A Two-Tiered Model of the Perception of Aspect Ratio in Binocularly Viewed Surfaces

Poster Presentation 53.458: Tuesday, May 21, 2024, 8:30 am – 12:30 pm, Pavilion
Session: 3D Perception: Size, shape, distance

Andrew Rubner1 (), Manish Singh1; 1Rutgers University

Standard Bayesian models of the perception of aspect ratio in binocularly viewed surfaces predict that observers will accurately perceive the aspect ratio of a surface given reliable binocular-disparity cues to slant. However, there is psychophysical evidence that this prediction is not borne out. Specifically, Hibbard et al. (2012) showed that observers underestimate the aspect ratio of surfaces by about 13% when the binocularly specified surface slant is 0. This has been taken to show that the standard Bayesian model is inadequate.

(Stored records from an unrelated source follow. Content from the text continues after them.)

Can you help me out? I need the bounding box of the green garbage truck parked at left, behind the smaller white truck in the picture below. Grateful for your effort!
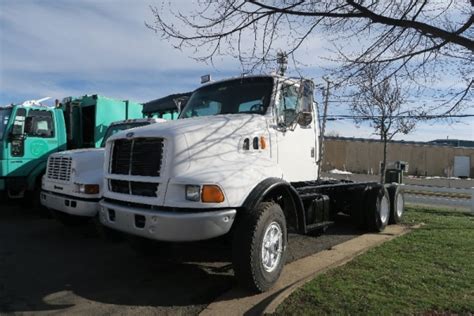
[0,94,143,206]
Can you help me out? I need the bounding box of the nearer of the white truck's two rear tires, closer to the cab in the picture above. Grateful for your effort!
[366,187,390,232]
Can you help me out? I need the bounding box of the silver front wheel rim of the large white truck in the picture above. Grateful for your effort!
[261,222,283,272]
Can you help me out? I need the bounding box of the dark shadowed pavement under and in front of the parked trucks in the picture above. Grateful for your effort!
[0,202,363,315]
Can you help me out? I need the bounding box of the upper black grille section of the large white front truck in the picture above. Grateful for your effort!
[110,138,163,177]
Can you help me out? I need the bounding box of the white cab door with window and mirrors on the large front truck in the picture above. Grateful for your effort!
[276,81,318,182]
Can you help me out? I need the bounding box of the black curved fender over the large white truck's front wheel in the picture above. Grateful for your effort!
[242,178,306,231]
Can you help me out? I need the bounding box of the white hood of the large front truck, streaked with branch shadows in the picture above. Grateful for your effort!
[108,114,272,177]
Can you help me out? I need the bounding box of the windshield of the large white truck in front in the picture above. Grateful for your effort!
[179,77,273,118]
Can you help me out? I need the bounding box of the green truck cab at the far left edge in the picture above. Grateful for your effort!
[0,105,66,197]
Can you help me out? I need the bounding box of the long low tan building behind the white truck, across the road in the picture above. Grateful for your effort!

We agree but argue that a different kind of Bayesian model can explain the recalcitrant data. We propose a two-tiered model based on an explanation of previous data that shows that line length is (mis)perceived as a function of image orientation (Howe and Purves 2002). According to that argument, the misperception of line length is driven by the correlation between line image orientation and its 3D slant (from natural scene statistics). In our model, the misperception of length in the vertical direction leads to an overestimation of aspect ratio in the first tier. Moreover, this first tier is informationally encapsulated insofar as the bias it introduces cannot be corrected by cues to slant available to higher-level modules. The information from the first tier is then fed into a second tier that uses Bayes’ theorem to compute an estimate of surface aspect ratio given the biased image aspect ratio plus binocularly specified slant. This two-tiered model can explain why observers underestimate surface aspect ratio despite having binocular-disparity cues to slant. The model thus shows how percepts that appear inconsistent with Bayes can nevertheless be understood in terms of a hierarchy of modules, even if the processing within each module is Bayesian. This model also explains how percepts that are not projectively consistent with the image data are possible.